Poetry in modern literary culture emerged even before the First World War began. It was Virginia Wolf, an English novelist, who declared that the change came about on or before December 1910. The fervent desires of artists to break free from traditions were evident. They saw how traditional practices seemed no longer in keeping with the changes in the environment, especially with the breakthroughs of the technological era.

The innovations produced caused artists from all over the world to converge. This fermented new ideas that helped form movements that promoted cubist, constructivist, futurist, acmeist, and imagist cultures.

It was an era when artists desired to reinvent their art forms. They questioned old practices and tried to break free from them. The excitement lasted until 1914, the year when the First World War broke out.

The event tore families apart, forced men to fight in the war, and destroyed many lands. Many artists in Europe found themselves profoundly disillusioned by the values the whole of civilization was founded upon. As the war continued, modernism was also established.

American poets were the most instrumental artists that effected modernism. Here are some of them and how they made poetry in a modern era.

Ezra Pound: Ezra Pound was the most aggressively modern poet. He embraced nontraditional sources of inspiration.

T.S. Eliot: T.S. Eliot wrote the most famous poem of the 20th century – The Waste Land. He used revolutionary techniques, such as collage, to finish it. Like Pound, Eliot turned to nontraditional sources of inspiration. He embraced ironic poems from the 19th century.

Jules Laforgue H.D.: This French symbolist poet followed Pound to Europe.
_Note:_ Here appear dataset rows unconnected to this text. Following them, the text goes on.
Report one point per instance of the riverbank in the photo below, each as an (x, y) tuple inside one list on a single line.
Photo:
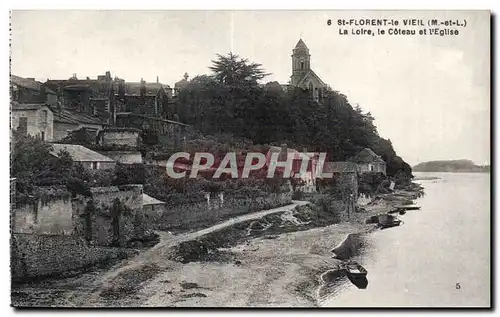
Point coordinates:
[(278, 258), (284, 260)]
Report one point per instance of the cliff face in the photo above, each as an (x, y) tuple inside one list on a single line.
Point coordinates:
[(451, 166)]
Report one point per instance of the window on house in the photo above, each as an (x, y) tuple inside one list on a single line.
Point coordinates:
[(43, 116), (23, 125)]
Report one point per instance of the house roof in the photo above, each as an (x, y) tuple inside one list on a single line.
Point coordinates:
[(301, 44), (311, 73), (339, 167), (28, 106), (134, 88), (74, 117), (79, 153), (367, 156), (28, 83), (148, 200)]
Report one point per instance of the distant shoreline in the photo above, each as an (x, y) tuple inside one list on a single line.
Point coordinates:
[(451, 166)]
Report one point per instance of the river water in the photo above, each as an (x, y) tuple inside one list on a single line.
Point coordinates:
[(439, 257)]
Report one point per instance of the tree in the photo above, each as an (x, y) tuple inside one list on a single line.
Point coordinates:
[(234, 71)]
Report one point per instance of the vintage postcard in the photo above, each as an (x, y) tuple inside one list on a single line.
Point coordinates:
[(250, 159)]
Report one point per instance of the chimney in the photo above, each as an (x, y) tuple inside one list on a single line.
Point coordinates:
[(283, 153), (143, 88)]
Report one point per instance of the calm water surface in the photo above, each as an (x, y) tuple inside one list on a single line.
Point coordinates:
[(439, 257)]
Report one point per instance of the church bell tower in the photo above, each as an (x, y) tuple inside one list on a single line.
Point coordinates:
[(301, 62)]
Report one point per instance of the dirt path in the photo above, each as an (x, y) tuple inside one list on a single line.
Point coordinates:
[(156, 259)]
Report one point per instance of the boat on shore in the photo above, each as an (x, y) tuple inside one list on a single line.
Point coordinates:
[(354, 269), (391, 224)]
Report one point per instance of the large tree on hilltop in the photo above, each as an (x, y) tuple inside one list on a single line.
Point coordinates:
[(232, 70)]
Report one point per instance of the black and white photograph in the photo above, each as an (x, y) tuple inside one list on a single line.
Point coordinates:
[(250, 158)]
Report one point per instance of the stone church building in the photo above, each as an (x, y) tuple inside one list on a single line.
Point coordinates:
[(302, 74)]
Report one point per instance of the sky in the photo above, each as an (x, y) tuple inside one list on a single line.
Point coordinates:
[(430, 95)]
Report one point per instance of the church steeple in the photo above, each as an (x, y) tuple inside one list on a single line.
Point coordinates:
[(301, 62)]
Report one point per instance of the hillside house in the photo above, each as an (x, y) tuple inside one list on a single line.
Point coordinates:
[(29, 91), (368, 161), (90, 159), (32, 119)]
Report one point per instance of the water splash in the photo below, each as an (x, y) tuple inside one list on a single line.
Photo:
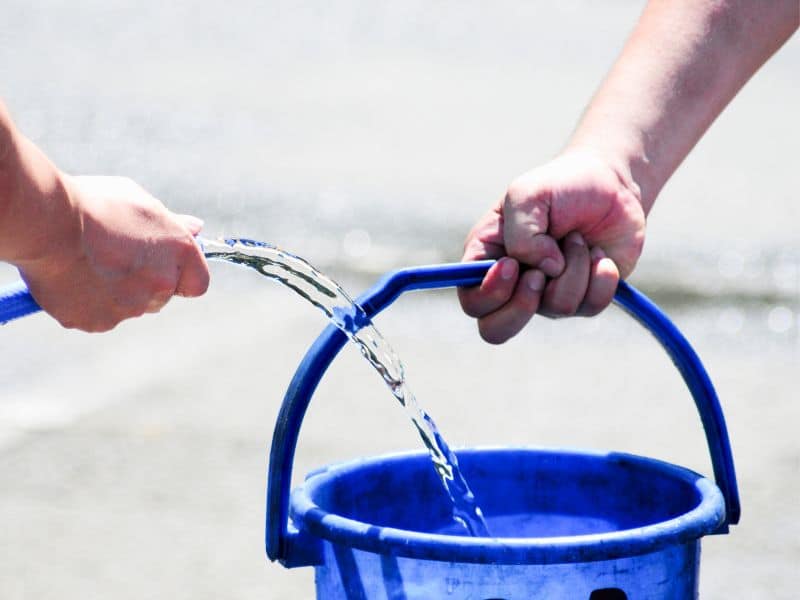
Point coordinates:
[(327, 295)]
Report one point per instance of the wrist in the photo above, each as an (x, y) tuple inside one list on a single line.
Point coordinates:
[(627, 159), (39, 217)]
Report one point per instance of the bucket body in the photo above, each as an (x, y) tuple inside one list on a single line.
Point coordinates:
[(566, 524)]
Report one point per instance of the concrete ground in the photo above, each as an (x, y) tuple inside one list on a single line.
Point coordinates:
[(154, 487), (368, 136)]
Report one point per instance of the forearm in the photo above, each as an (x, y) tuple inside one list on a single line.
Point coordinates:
[(37, 217), (683, 63)]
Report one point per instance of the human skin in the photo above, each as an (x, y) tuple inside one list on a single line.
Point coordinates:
[(567, 231), (92, 250)]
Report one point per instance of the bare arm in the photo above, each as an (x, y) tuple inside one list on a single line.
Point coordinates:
[(93, 250), (568, 230), (681, 66)]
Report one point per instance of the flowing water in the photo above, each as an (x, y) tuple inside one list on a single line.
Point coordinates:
[(342, 311)]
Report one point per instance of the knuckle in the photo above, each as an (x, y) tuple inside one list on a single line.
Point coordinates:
[(563, 306), (491, 335)]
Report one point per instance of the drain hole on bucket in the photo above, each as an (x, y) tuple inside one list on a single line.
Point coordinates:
[(608, 594)]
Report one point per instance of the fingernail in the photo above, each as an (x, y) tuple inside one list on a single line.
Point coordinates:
[(536, 281), (576, 238), (193, 222), (550, 267), (507, 269)]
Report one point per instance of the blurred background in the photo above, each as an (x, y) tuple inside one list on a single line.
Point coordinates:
[(365, 137)]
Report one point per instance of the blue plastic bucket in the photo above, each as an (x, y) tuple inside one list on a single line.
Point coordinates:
[(567, 523)]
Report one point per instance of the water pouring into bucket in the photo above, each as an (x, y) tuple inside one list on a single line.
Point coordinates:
[(564, 523)]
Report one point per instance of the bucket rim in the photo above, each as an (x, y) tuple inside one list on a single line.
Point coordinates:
[(705, 518)]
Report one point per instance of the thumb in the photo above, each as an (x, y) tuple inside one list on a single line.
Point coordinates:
[(526, 219)]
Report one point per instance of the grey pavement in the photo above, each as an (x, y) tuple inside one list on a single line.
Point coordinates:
[(367, 137)]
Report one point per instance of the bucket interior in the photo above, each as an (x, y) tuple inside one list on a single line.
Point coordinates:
[(524, 493)]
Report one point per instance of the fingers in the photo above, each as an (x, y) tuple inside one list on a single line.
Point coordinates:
[(526, 214), (194, 277), (587, 285), (494, 291), (602, 284), (502, 324), (564, 294)]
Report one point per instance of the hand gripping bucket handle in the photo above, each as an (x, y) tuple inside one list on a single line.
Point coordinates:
[(16, 301), (286, 544)]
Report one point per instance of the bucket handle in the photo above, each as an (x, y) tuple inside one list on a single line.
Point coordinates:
[(288, 545)]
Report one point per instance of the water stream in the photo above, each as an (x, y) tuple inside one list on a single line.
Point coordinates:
[(324, 293)]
Here, he wrote poems that embodied his famous doctrine of imagism.

Wallace Stevens: Wallace Stevens was an American poet with the flair for flashy titles. Some of the poems he wrote were Peter Quince at the Clavier and Thirteen Ways of Looking at a Blackbird.

Marianne Moore: Marianne Moore was a brilliant poet who used quotations in her poetry. Her practice proved her attention to poetic imagery.

William Carlos Williams: William Carlos Williams wrote witty poems, presented in common objects and events. He provides freshness and immediacy in his poems that helped readers understand its subject matter.

Robert Frost: Robert Frost, even with his use of traditional devices such as sonnets, blank verse and rhyme, was a genius in American vernacular. His style was marked as peculiar with his cruel natural universe. Sometimes, people took him as a genial Yankee sage.

Hart Crane: Hart Crane was one of the most notable poets. His poem The Bridge symbolized the new world. It was also a metaphor that allowed him to cross into different periods.

Characteristics of Modern Poetry: Poetry in modern literary culture uses nontraditional practices. It can be characterized as the following:

It is prepared in open form.

It can be free verse.

It is a discontinuous narrative.

It shows juxtaposition.

It shows intertextuality.

It uses classical allusions.

It borrows from other cultures and languages.

It has an unconventional use of metaphor.

It is meta-narrative.

It uses fragmentation.

The rise of modernism encouraged poets to embrace new sources of inspiration. It made way for great poetry that takes on modern society.